A recent decision in the Court of Appeal (CoA) concerning obligations which can be implied under a lease should ring alarm bells with landlords who do not take compliance matters such as electrical safety seriously.
The facts of the case in question are relatively straight forward, in that a tenant operating a café business had to close, after experiencing significant problems with the electrics in the building. In closing the business, the tenant alleged that she was entitled to rescind the lease since she claimed the landlord had, prior to the lease being entered into, argued that the building had been rewired and had passed all relevant safety inspections.
Additionally, and more interestingly, the tenant stated that an obligation should be implied upon the landlord the effect of which was that the landlord should be held responsible for maintaining and repairing all electrical installations in the building, which the landlord was in repudiatory breach of which she was entitled to accept (and therefore bring the lease to an end).
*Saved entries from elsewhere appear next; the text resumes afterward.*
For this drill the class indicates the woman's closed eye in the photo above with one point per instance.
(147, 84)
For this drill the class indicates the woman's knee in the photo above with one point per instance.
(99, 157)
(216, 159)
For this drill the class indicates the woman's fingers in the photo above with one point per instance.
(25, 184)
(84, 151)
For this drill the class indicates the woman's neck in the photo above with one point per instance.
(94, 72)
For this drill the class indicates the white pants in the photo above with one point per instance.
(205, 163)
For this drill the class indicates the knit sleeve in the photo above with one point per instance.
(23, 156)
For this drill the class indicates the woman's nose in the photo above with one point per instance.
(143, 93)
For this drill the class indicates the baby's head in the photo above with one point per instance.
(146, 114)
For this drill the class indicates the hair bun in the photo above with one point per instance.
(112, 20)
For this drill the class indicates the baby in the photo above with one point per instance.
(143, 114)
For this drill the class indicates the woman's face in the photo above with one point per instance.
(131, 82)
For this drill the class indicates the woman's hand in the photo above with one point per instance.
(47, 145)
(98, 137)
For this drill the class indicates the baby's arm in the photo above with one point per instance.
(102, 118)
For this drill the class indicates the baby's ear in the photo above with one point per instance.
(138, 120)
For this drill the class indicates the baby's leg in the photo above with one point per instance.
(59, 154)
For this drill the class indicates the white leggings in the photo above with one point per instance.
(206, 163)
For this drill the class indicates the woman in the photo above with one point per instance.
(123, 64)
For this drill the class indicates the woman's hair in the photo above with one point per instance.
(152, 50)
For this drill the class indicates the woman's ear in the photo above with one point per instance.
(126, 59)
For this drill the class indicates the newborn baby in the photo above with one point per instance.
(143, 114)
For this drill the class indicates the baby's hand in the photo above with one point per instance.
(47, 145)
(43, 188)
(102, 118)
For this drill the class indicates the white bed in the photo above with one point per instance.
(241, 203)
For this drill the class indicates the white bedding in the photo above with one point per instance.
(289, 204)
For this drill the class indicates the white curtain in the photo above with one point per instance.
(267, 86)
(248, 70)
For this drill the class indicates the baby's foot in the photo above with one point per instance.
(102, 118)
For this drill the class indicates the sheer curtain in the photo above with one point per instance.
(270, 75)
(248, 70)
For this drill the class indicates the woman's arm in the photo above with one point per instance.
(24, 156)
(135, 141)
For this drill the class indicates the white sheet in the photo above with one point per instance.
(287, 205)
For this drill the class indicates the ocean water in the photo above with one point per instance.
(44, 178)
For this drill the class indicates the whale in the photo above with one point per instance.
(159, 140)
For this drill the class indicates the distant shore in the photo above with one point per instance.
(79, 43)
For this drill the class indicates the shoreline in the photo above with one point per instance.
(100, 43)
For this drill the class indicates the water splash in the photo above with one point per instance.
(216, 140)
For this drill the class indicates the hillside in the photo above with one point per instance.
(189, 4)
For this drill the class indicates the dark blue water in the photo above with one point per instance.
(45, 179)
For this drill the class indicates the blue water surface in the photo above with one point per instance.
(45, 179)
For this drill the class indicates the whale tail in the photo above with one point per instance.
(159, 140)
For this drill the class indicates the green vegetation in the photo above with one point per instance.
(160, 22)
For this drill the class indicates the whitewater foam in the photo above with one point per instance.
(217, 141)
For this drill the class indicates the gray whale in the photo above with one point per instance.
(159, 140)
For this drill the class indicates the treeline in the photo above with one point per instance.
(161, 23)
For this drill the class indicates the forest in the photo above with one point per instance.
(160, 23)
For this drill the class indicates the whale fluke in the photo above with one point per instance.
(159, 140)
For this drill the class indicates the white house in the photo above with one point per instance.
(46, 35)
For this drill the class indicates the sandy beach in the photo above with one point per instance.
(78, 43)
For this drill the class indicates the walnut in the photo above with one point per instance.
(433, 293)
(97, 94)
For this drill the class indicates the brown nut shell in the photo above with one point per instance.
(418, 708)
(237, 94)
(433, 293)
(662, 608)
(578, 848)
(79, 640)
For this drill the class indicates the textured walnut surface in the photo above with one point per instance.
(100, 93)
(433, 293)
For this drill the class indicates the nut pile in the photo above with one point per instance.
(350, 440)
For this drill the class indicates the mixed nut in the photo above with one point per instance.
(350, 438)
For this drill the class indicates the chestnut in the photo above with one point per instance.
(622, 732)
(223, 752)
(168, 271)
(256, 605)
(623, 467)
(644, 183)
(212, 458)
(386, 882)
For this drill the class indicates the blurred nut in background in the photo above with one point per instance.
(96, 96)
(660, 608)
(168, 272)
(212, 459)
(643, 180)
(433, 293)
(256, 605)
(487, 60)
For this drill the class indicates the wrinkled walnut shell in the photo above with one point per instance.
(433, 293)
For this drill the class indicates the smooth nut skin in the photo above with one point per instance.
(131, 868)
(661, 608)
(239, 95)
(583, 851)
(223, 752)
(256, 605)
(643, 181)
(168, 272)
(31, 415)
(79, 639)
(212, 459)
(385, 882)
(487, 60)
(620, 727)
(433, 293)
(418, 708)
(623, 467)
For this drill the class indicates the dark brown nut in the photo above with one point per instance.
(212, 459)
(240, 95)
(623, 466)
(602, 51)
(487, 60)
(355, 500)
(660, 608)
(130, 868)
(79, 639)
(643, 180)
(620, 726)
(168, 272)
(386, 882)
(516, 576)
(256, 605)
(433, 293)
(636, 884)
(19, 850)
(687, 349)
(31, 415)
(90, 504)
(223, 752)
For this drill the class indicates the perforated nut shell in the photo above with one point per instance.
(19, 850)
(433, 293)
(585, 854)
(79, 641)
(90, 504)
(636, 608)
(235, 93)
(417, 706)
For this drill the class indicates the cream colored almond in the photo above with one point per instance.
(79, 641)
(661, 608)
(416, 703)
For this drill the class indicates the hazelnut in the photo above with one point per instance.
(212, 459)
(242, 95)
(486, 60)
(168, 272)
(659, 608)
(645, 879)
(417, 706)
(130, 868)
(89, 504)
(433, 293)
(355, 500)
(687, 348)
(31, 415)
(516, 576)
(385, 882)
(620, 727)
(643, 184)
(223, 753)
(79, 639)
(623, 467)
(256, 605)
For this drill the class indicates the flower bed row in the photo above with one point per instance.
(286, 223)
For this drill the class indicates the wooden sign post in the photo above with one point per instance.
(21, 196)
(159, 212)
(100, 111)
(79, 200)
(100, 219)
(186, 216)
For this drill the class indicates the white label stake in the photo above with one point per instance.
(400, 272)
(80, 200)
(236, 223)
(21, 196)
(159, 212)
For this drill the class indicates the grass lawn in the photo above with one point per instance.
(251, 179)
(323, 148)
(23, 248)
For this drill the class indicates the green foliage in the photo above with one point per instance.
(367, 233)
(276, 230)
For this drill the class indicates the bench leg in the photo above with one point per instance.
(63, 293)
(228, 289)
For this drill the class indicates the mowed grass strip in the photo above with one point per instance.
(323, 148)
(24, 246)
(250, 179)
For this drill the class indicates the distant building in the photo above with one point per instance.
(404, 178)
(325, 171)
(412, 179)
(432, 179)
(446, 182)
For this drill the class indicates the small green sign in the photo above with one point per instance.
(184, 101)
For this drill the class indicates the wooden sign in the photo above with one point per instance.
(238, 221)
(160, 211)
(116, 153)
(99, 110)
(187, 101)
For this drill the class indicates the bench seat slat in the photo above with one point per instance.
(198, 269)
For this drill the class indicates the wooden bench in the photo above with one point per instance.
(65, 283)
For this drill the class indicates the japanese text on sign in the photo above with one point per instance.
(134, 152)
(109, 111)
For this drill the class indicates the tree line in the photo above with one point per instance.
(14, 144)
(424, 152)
Upon examining the lease itself, it transpired that there were far more extensive obligations on the tenant than the landlord (which in itself is perhaps not entirely usual!) but more particularly, there was no express reference to any responsibility for the repair and maintenance of the exterior of the building, or to the plumbing or electrical installations. Where the tenant only occupies a part of a building, it is common practice that the lease will at least impose some obligation on the landlord (even if the landlord can then recover a proportion of those cost from the tenant by way of a service charge or similar contribution).
The court quite rightly declared that the lease was “an oddly balanced document” and held that the landlord had indeed committed a repudiatory breach of an implied obligation to keep the electrical installations at the building safe.
The landlord appealed to the CoA, but his application was dismissed. The finding was reached on the basis that the parties true intentions at the time the lease was entered into must surely have included an understanding that the landlord would remain responsible for the structure and exterior of the building, and the plumbing and electrical apparatus within it. As such, the CoA concluded that the lease could only ever be considered as incomplete, given the lack of an express provision to cover such matters, and therefore determined that such obligations could be implied into the lease.
In this instance, there was an obvious and clear gap in the drafting of the lease relating to the maintenance obligations and responsibility for the repair and upkeep of the exterior of the premises and the service media running through it, and a ‘common sense’ approach would clearly suggest that such matters must be dealt with in the lease. The fact that they were not covered expressly shouldn’t mean that a landlord can circumvent their obligations by simply removing or deleting relatively standard clauses. It does however go without saying that if the tenant had obtained the correct and full advice prior to entering into the lease, which would also have included an examination as to whether safety certificates were indeed available for the electrics, a lot of trouble and expense could have been avoided.